We are working on restoring service availability and fine-tuning our rate-limiting.
If someone is interested in implementing an improved native rate-limiting in #Forgejo that also protects other instances from abusive crawlers, please reach out
@Codeberg Just wondering what you folks use in front of forgejo. I experience abusive crawling as well but my instance is a small personal one on my homelab, so it's really annoying be losing bandwidth to abusive actors.
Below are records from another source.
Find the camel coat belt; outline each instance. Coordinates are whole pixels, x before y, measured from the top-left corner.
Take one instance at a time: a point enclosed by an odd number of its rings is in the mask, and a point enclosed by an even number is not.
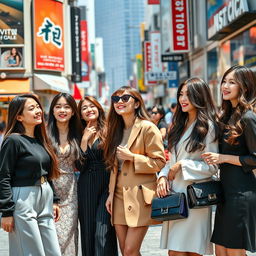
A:
[[[158,222],[150,216],[151,202],[156,196],[156,173],[165,165],[161,133],[152,122],[137,118],[127,147],[135,154],[134,161],[124,161],[121,171],[115,165],[110,175],[109,192],[114,195],[117,183],[123,188],[123,210],[128,226],[156,224]],[[115,207],[113,198],[111,205]]]

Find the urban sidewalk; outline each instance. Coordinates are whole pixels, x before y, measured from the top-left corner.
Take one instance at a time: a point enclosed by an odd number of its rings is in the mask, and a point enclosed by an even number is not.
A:
[[[142,256],[167,256],[168,255],[167,250],[159,249],[160,235],[161,235],[161,225],[152,226],[149,228],[147,235],[142,244],[142,248],[141,248]],[[8,236],[7,236],[7,233],[4,232],[2,229],[0,229],[0,255],[9,256]],[[247,255],[253,256],[252,253],[247,253]],[[81,253],[79,253],[79,256],[81,256]]]

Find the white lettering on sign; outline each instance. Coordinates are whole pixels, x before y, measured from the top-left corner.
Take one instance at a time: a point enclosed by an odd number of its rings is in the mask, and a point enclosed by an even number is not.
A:
[[[166,71],[166,72],[148,72],[148,81],[159,81],[159,80],[176,80],[177,71]]]
[[[171,1],[172,49],[171,52],[189,51],[187,0]]]
[[[224,6],[214,15],[214,27],[216,32],[220,31],[241,14],[248,11],[247,0],[230,0],[227,6]]]

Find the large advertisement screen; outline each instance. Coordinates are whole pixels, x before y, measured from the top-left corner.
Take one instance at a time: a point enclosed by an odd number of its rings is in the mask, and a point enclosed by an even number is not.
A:
[[[64,71],[63,3],[34,0],[35,69]]]
[[[23,0],[0,0],[0,44],[24,44]]]

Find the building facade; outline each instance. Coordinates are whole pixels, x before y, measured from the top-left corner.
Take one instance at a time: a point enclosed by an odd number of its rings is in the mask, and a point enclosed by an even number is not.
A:
[[[96,37],[103,38],[106,82],[110,92],[128,84],[140,52],[144,0],[95,0]]]

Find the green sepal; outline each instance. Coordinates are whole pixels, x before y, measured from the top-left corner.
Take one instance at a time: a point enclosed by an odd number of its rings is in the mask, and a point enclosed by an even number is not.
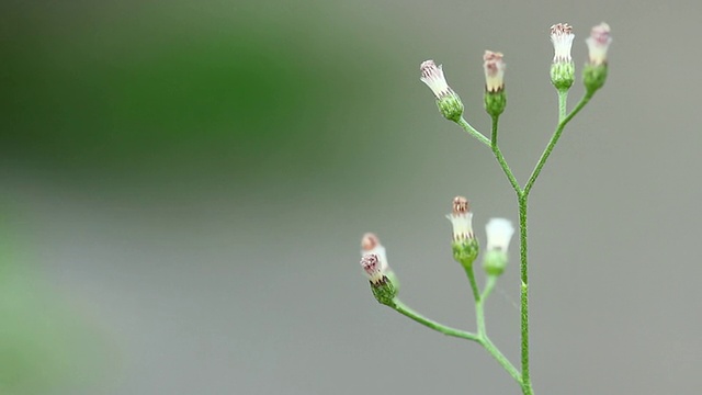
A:
[[[568,90],[575,81],[575,65],[570,63],[555,63],[551,65],[551,83],[558,91]]]
[[[441,115],[449,121],[458,122],[463,115],[463,102],[454,92],[437,100],[437,106],[439,106]]]
[[[585,65],[582,70],[582,83],[588,93],[592,94],[602,88],[607,80],[607,64],[602,65]]]
[[[380,304],[384,304],[386,306],[395,305],[395,296],[397,296],[397,292],[399,291],[399,284],[395,279],[393,273],[388,273],[388,275],[384,275],[383,280],[377,283],[370,282],[371,291],[373,292],[373,296]]]
[[[499,116],[505,112],[506,106],[507,93],[505,93],[503,89],[497,92],[485,92],[485,111],[487,111],[490,116]]]
[[[475,262],[478,257],[480,246],[477,239],[472,238],[462,241],[454,241],[451,245],[451,249],[453,250],[453,259],[464,268],[471,269],[473,267],[473,262]]]
[[[488,275],[498,276],[505,272],[507,268],[507,252],[501,250],[491,250],[485,253],[483,259],[483,269]]]

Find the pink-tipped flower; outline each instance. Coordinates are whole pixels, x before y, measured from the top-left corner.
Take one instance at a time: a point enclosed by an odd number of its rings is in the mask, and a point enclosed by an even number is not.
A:
[[[421,70],[420,80],[431,89],[437,98],[437,105],[441,114],[450,121],[457,122],[463,115],[463,102],[461,98],[449,87],[446,78],[443,76],[441,65],[437,66],[433,60],[424,60],[419,67]]]
[[[383,264],[376,253],[364,255],[361,258],[361,267],[373,285],[380,285],[385,281]]]
[[[485,69],[485,90],[499,92],[505,89],[505,60],[502,54],[486,50],[483,55],[483,68]]]
[[[585,42],[588,45],[590,65],[600,66],[607,64],[607,49],[612,43],[612,37],[610,36],[610,25],[602,22],[599,25],[592,27],[592,31],[590,31],[590,36]]]
[[[492,119],[500,116],[507,106],[505,93],[505,60],[502,54],[486,50],[483,55],[485,69],[485,111]]]
[[[567,23],[556,23],[551,26],[551,42],[553,43],[553,63],[570,63],[570,48],[573,47],[573,26]]]
[[[361,256],[376,255],[383,272],[387,271],[389,266],[387,264],[387,256],[385,253],[385,247],[381,244],[381,239],[374,233],[366,233],[361,238]]]
[[[473,213],[468,200],[455,196],[452,203],[452,213],[446,215],[453,227],[451,249],[453,259],[466,269],[473,266],[478,256],[479,245],[473,234]]]
[[[468,200],[463,196],[453,199],[453,210],[446,215],[453,226],[453,241],[464,241],[474,238],[473,236],[473,213]]]
[[[573,27],[567,23],[551,26],[551,42],[553,43],[553,64],[551,65],[551,83],[559,92],[567,91],[575,81],[575,65],[570,57],[573,47]]]
[[[385,247],[381,245],[377,236],[372,233],[363,235],[361,257],[361,268],[371,282],[373,296],[381,304],[393,306],[399,291],[399,283],[387,266]]]
[[[431,89],[437,99],[453,93],[453,90],[449,87],[449,82],[446,82],[446,78],[443,76],[441,65],[437,66],[433,60],[424,60],[419,66],[419,69],[421,70],[420,80]]]

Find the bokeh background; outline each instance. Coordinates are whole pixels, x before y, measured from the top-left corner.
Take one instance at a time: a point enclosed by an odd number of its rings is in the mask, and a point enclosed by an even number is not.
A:
[[[468,120],[505,53],[502,149],[522,182],[554,127],[548,26],[574,58],[612,26],[607,86],[531,198],[537,394],[699,394],[702,3],[3,1],[2,394],[518,394],[474,343],[380,306],[376,232],[405,302],[475,327],[443,217],[517,219]],[[571,103],[582,93],[579,82]],[[516,246],[517,244],[514,244]],[[517,255],[488,330],[519,359]]]

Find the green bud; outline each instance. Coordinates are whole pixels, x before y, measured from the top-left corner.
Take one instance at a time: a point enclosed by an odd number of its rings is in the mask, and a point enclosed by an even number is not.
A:
[[[569,63],[554,63],[551,65],[551,83],[558,91],[568,90],[575,81],[575,65]]]
[[[478,240],[465,239],[462,241],[454,241],[451,244],[451,249],[453,250],[453,259],[456,262],[461,263],[464,268],[471,269],[473,267],[473,262],[478,257],[478,252],[480,251],[480,246]]]
[[[492,117],[499,116],[507,105],[505,93],[505,60],[501,53],[486,50],[483,55],[485,70],[485,111]]]
[[[449,121],[458,122],[463,115],[463,102],[454,92],[437,100],[441,115]]]
[[[553,43],[553,64],[551,65],[551,83],[558,91],[573,87],[575,81],[575,65],[570,57],[573,47],[573,26],[567,23],[556,23],[551,26],[551,42]]]
[[[461,98],[449,87],[443,69],[437,66],[433,60],[422,61],[420,80],[431,89],[437,98],[437,105],[441,115],[446,120],[458,122],[463,115],[463,103]]]
[[[514,226],[505,218],[490,218],[485,225],[487,252],[483,258],[483,269],[488,275],[500,275],[507,267],[507,249],[514,234]]]
[[[498,276],[507,268],[507,252],[501,250],[490,250],[485,253],[483,269],[488,275]]]
[[[390,307],[395,305],[395,296],[397,296],[397,292],[399,291],[393,278],[394,275],[390,274],[383,276],[383,279],[376,283],[370,282],[371,291],[375,300],[380,304]]]
[[[452,202],[452,213],[446,215],[453,228],[451,249],[453,259],[464,268],[471,269],[478,257],[479,244],[473,234],[473,213],[468,200],[455,196]]]
[[[499,116],[507,106],[507,93],[505,90],[498,92],[485,92],[485,111],[490,116]]]
[[[377,237],[373,234],[366,234],[363,238],[364,240],[372,239],[367,235],[371,235],[375,238],[374,240],[377,241]],[[384,260],[385,248],[380,245],[380,241],[373,246],[373,250],[374,252],[363,255],[363,258],[361,258],[361,267],[369,278],[371,291],[375,300],[386,306],[393,306],[393,300],[399,291],[399,283],[395,273],[393,273]]]
[[[598,89],[604,86],[604,81],[607,80],[607,64],[601,65],[585,65],[585,69],[582,70],[582,83],[585,84],[585,89],[588,93],[592,94]]]

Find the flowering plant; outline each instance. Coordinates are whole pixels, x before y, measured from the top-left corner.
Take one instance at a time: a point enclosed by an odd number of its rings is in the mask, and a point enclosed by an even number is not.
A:
[[[490,295],[499,276],[505,272],[508,261],[508,248],[514,233],[512,223],[505,218],[491,218],[486,225],[487,247],[483,255],[483,269],[486,274],[483,290],[475,278],[473,263],[479,255],[479,242],[473,233],[473,213],[467,199],[456,196],[453,200],[452,213],[446,215],[453,227],[452,251],[454,259],[461,263],[471,283],[475,300],[477,330],[465,331],[448,327],[415,312],[398,297],[399,284],[394,272],[389,269],[385,247],[374,234],[365,234],[361,241],[361,266],[366,273],[371,290],[375,298],[398,313],[422,324],[433,330],[448,336],[474,341],[487,350],[497,362],[514,379],[524,395],[534,394],[531,372],[529,369],[529,263],[528,263],[528,208],[529,194],[539,178],[548,156],[558,143],[565,126],[602,88],[607,79],[607,50],[611,43],[610,27],[601,23],[592,27],[590,37],[586,40],[589,59],[582,71],[585,94],[568,112],[568,90],[575,81],[575,65],[570,57],[573,46],[573,27],[566,23],[558,23],[551,27],[551,41],[554,46],[554,58],[551,66],[551,82],[558,94],[558,123],[546,145],[541,158],[522,187],[518,181],[507,159],[498,145],[498,121],[507,105],[505,92],[505,61],[503,55],[486,50],[484,55],[485,69],[485,111],[490,115],[492,127],[490,137],[486,137],[463,117],[464,106],[461,98],[451,89],[443,74],[442,66],[433,60],[421,64],[421,81],[433,92],[441,114],[449,121],[456,123],[471,136],[491,149],[497,162],[517,194],[519,208],[519,241],[520,241],[520,315],[521,315],[521,370],[517,369],[490,341],[485,326],[485,301]]]

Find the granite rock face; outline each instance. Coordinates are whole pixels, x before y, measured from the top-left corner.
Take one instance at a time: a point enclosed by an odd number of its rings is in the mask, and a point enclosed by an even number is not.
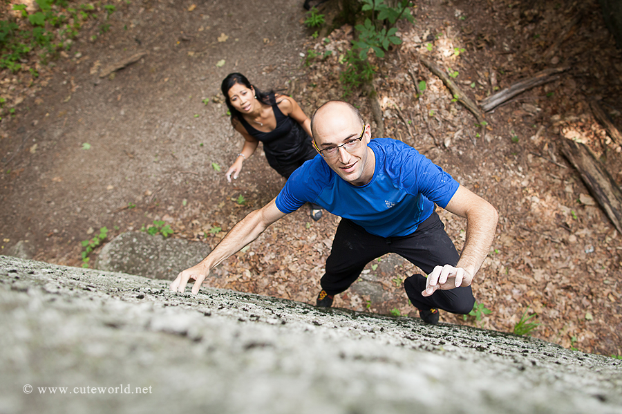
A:
[[[622,361],[419,319],[7,256],[0,312],[3,414],[622,413]]]
[[[211,251],[206,243],[164,238],[142,232],[122,233],[102,249],[95,267],[173,280]]]

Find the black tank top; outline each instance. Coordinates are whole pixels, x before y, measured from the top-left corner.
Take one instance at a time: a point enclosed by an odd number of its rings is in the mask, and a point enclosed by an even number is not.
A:
[[[311,142],[311,137],[295,120],[283,115],[276,104],[274,93],[271,93],[268,97],[276,119],[276,127],[274,129],[270,132],[258,131],[244,117],[241,116],[238,119],[249,134],[263,143],[263,150],[266,155],[282,159],[295,157],[301,151],[305,151],[306,147]]]

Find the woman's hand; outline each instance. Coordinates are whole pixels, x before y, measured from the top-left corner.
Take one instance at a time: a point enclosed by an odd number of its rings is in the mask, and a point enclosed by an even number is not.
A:
[[[242,171],[243,162],[243,160],[242,159],[242,157],[238,157],[238,159],[233,163],[233,165],[229,167],[229,169],[227,170],[227,173],[225,174],[227,181],[231,182],[232,174],[234,175],[234,180],[237,180],[238,176],[240,175],[240,171]]]

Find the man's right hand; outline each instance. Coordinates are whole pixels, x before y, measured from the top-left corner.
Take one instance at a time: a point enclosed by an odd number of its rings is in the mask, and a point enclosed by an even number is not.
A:
[[[169,285],[169,288],[171,292],[183,292],[186,290],[186,285],[188,284],[189,280],[196,281],[194,285],[192,286],[192,294],[198,293],[199,289],[201,288],[201,283],[209,274],[209,268],[205,266],[202,262],[192,266],[189,269],[186,269],[177,276],[177,279]]]
[[[234,180],[236,180],[241,171],[242,161],[241,159],[238,159],[234,162],[233,165],[229,167],[229,169],[227,170],[227,172],[225,173],[225,176],[227,177],[227,180],[231,182],[231,175],[233,174]]]

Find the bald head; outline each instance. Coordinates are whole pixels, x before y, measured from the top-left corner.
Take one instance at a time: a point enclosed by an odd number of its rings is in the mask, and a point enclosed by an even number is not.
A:
[[[311,117],[311,132],[315,137],[322,130],[331,129],[334,122],[356,122],[362,127],[363,117],[359,110],[343,101],[328,101],[318,108]]]

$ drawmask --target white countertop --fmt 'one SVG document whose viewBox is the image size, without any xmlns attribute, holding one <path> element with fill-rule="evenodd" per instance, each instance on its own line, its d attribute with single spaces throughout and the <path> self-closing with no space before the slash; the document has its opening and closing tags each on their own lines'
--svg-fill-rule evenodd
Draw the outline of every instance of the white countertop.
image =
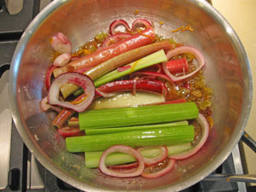
<svg viewBox="0 0 256 192">
<path fill-rule="evenodd" d="M 220 14 L 233 26 L 239 36 L 249 59 L 253 84 L 256 84 L 256 0 L 212 0 Z M 253 89 L 255 96 L 256 89 Z M 256 102 L 253 101 L 251 115 L 246 131 L 256 140 Z M 244 145 L 246 160 L 250 174 L 256 174 L 256 154 Z"/>
</svg>

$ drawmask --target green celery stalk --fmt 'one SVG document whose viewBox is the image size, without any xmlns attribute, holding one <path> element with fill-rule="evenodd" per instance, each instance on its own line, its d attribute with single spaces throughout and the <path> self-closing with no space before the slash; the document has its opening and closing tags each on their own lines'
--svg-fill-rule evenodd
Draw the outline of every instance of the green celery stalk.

Considering any self-hosatble WAF in front of my homelab services.
@fmartingr@fosstodon.org a simple solution for some small services is using rate limiting controls within a reverse proxy, or setting up fail2ban so it monitors forgejo/webserver logs... I assume the SSH module can also be used for SSH based clone abuses even
@fmartingr We're using haproxy and have a custom blacklist loaded here: https://codeberg.org/Codeberg-Infrastructure/scripted-configuration/src/commit/bef038ca91cb928e0b865ada4bc6d579b2bc857e/hosts/kampenwand/etc/haproxy/haproxy.cfg#L265
It's not public (yet), but we should probably consider opening it. Would need a check there are only publicly known IP addresses on there, though. I'm not fully up to date with how law considers publishing IP ranges of bad actors. ~f
@Codeberg I was considering trying something like CrowdSec, but unsure how they handle the bad IP ranges and what they consider "bad actors". If we could had something like that but with lists like adblockers do, maintained by the community, it could be nice. Will take a look Thanks and hope you resolve the issue soon!